17

Als Andy Tom Rocquette in seinem gepanzerten Fahrzeug gesehen hatte, war er bereit gewesen, alles zu hm, um den Soldaten zu entkommen. Sicher, Tom war auch ein Soldat, aber er war auch Andys Halbbruder. Das mußte doch etwas wert sein, oder? Tom hatte sich Andy gegenüber früher zwar nie besonders freundlich verhalten, aber auch nicht feindselig.
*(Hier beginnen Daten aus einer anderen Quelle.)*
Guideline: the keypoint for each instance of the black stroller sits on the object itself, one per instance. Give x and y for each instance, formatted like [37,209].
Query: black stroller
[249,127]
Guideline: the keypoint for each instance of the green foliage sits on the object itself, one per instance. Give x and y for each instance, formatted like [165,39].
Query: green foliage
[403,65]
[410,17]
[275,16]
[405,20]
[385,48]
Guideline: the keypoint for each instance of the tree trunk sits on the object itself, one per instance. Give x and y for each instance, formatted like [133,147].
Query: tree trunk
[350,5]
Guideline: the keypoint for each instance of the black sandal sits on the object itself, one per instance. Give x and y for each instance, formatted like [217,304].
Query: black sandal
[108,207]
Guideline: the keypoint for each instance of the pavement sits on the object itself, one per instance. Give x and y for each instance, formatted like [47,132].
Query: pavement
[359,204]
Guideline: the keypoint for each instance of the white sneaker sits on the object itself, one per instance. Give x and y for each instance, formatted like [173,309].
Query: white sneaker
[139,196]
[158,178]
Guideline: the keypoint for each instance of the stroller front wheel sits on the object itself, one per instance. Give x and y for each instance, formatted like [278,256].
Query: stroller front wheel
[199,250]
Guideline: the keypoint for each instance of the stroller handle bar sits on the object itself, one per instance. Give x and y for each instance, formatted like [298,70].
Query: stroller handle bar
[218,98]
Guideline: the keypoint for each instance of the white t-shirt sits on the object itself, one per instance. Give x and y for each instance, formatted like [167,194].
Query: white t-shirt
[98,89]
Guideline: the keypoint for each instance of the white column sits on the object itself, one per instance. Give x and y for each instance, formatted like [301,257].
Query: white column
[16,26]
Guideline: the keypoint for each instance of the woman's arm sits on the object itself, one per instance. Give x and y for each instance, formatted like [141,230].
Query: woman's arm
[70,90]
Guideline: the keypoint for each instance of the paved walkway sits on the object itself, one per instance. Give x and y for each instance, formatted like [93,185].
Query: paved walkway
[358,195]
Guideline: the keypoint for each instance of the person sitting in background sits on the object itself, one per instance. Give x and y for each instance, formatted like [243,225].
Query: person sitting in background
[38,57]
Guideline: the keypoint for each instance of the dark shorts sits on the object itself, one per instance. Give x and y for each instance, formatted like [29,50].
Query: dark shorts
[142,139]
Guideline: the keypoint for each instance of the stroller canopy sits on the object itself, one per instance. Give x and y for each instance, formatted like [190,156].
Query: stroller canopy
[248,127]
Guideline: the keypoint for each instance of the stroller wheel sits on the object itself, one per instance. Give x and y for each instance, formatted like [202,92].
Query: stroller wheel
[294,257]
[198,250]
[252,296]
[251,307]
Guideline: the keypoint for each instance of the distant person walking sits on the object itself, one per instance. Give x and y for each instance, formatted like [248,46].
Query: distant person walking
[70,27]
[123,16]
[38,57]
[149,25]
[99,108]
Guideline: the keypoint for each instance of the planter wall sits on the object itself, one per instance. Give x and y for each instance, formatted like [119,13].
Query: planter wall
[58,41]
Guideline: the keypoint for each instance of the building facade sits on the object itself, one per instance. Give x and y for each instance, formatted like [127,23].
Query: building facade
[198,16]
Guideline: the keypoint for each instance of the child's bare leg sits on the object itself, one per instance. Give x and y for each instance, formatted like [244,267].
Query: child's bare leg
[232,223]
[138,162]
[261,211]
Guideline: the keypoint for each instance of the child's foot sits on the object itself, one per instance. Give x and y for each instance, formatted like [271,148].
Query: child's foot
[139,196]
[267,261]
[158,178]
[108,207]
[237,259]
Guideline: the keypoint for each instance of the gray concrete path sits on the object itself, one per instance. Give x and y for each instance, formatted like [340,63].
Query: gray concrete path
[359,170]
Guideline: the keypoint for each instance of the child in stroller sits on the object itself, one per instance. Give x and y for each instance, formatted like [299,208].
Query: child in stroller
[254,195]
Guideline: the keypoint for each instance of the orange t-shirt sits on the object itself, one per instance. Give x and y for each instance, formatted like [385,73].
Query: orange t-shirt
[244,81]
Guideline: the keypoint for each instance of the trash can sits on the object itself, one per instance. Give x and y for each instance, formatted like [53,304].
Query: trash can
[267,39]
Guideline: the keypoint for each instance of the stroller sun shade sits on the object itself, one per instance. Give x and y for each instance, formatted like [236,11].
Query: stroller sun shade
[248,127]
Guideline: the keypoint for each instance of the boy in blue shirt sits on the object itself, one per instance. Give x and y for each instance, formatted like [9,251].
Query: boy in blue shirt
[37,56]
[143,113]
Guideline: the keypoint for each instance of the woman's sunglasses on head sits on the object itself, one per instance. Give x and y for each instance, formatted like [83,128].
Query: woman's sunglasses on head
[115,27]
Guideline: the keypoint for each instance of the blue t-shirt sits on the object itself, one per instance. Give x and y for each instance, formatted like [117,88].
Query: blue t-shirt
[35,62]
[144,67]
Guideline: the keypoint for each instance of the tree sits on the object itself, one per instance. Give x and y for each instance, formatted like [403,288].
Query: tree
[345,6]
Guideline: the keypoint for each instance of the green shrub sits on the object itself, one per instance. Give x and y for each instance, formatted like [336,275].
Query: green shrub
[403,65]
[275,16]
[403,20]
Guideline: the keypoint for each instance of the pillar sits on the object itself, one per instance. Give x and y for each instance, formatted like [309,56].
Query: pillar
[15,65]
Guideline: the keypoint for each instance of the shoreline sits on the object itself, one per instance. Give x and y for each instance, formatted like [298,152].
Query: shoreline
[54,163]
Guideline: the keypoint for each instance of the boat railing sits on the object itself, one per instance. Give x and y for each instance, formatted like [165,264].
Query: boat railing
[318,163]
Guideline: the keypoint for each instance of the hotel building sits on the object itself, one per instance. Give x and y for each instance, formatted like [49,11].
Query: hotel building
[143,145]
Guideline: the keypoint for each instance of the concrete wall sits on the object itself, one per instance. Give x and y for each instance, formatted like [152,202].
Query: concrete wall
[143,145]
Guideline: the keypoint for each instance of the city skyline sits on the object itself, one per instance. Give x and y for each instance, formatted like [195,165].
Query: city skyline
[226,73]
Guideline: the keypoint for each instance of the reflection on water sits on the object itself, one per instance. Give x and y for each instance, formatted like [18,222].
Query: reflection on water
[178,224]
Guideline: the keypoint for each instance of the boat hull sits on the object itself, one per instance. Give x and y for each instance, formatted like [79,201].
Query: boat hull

Andy war ziemlich sicher, daß Tom ihn mochte.

Natürlich war Andy da nur ein Kind gewesen und kein SINloser Streuner, dessen Cyberdeck von den Soldaten konfisziert worden war.

Andy hatte zwar nicht gewußt, was auf ihn zukam, als er Tom Rocquette anrief, aber er hatte jedenfalls auf einen enthusiastischeren Empfang gehofft. Tom war zwar nicht offen feindselig gewesen wie die anderen Soldaten, aber er war kalt und distanziert. Er schien nicht zu glauben, daß Andy Andy war, was nicht unverständlich war. Als sie in Toms Panzerfahrzeug saßen und weiß der Henker wohin unterwegs waren, tat Andy sein Bestes, um seinen Halbbruder davon zu überzeugen, daß er tatsächlich noch lebte und kein Schwindler war, indem er über die Zeit redete, als sie sich kennengelernt hatten.

Bedauerlicherweise schien Markowitz seine Versuche, Tom für sie einzunehmen, mit Gewalt sabotieren zu wollen.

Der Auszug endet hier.